The business, which specialises in red meat and poultry cutting, was found guilty of obstructing Food Standards Agency (FSA) inspectors from entering the premises on 4 July 2018 and 22 August 2018.
At a hearing at Thames Magistrates Court, the site owner was fined £9,000 plus costs of £1,000, as well as a £120 victim surcharge, which goes to the court.
According to the FSA report, the owner of the site told the court he felt harassed by the inspectors and that he had spent a lot of time and resources on the inspection visits. The FSA said it monitored compliance in cutting plants, using a system of planned audits, with additional unannounced visits. The frequency of the audits depended upon the level of compliance found at the site.
Dr Colin Sullivan, chief operating officer of the FSA, said: “The FSA has an obligation to ensure that cutting plants are inspected on a regular basis.
“Obstructing our staff from carrying out their role not only prevents us from assessing whether the food being produced is safe, it can also be an offence.
“I am pleased that this company has been held accountable for breaking these rules.”
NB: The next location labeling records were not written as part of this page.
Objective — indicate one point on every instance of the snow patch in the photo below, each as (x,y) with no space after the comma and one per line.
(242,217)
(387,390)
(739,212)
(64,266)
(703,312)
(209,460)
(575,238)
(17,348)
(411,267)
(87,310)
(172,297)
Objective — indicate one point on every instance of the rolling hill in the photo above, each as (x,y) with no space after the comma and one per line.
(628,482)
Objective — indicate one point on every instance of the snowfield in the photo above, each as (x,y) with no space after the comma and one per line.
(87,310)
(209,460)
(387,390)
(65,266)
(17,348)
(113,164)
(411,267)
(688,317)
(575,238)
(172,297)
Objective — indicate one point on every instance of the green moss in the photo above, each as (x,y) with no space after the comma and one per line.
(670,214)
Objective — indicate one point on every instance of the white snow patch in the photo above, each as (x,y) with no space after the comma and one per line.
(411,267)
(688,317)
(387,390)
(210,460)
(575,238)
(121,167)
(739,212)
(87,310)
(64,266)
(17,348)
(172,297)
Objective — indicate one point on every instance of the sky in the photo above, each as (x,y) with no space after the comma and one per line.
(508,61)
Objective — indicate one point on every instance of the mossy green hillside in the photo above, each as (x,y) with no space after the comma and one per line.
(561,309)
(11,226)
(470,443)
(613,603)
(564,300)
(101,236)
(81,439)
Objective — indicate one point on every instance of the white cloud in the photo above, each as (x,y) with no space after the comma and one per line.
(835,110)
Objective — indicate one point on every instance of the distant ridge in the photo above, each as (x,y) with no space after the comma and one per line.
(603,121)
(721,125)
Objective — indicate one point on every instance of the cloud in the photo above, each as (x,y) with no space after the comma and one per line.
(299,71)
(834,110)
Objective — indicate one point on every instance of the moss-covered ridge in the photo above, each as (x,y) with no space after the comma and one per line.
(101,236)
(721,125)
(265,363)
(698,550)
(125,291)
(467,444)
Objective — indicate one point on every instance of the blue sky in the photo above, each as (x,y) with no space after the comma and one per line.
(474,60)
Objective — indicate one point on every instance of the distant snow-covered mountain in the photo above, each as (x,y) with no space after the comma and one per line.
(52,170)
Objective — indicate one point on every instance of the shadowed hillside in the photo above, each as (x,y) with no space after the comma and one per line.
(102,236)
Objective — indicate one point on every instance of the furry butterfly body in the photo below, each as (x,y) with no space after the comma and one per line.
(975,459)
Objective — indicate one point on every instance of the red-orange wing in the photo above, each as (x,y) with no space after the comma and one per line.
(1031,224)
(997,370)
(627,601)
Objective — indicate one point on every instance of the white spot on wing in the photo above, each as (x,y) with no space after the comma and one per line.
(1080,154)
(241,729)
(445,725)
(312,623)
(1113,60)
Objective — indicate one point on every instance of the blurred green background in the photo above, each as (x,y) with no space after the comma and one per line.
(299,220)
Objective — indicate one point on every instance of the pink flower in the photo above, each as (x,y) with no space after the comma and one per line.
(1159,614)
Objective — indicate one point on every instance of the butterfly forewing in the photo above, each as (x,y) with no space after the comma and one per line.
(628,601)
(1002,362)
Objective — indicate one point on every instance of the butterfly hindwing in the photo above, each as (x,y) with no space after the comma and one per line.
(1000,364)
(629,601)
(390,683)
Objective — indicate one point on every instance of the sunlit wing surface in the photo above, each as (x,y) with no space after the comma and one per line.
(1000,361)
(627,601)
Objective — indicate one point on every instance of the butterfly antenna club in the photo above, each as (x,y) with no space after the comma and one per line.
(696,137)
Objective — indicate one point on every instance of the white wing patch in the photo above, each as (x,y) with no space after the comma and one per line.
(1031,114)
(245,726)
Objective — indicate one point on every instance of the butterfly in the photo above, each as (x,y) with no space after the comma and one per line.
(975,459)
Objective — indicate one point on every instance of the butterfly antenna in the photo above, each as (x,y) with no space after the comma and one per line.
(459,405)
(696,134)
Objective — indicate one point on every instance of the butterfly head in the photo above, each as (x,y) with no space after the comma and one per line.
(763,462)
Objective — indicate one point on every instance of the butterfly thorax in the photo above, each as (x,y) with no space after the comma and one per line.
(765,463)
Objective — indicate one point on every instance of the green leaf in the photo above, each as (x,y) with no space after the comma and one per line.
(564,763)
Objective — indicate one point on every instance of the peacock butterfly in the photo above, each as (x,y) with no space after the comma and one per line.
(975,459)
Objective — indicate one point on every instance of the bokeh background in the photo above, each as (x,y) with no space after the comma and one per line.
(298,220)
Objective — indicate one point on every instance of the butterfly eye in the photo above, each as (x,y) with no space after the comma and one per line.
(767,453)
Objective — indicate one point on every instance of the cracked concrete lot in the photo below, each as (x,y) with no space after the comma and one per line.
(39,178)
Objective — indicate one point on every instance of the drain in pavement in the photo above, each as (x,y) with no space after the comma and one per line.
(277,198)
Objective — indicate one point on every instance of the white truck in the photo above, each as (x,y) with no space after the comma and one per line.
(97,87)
This is the latest in a series of enforcement actions undertaken by the FSA in recent months. In April, Manchester Abattoir was fined more than £18,000 for breaching food safety regulations, while in late March, Dunbia was fined more than £266,000 for the failure to remove parts of the animal that, at the time of inspection, were deemed specified risk materials.
Earlier in the same month, Romford Halal Meats was fined £23,952.35 for carcase bunching, while Birmingham-based operators Asia Halal Meat Suppliers and Asia Poultry & Meat were fined more than £18,000 and £250,000 respectively due to food hygiene breaches.
The FSA and Food Standards Scotland are due to report on the progress made on recommendations set out in its meat cutting plant and cold store review, which was carried out last year in the wake of several non-compliance issues.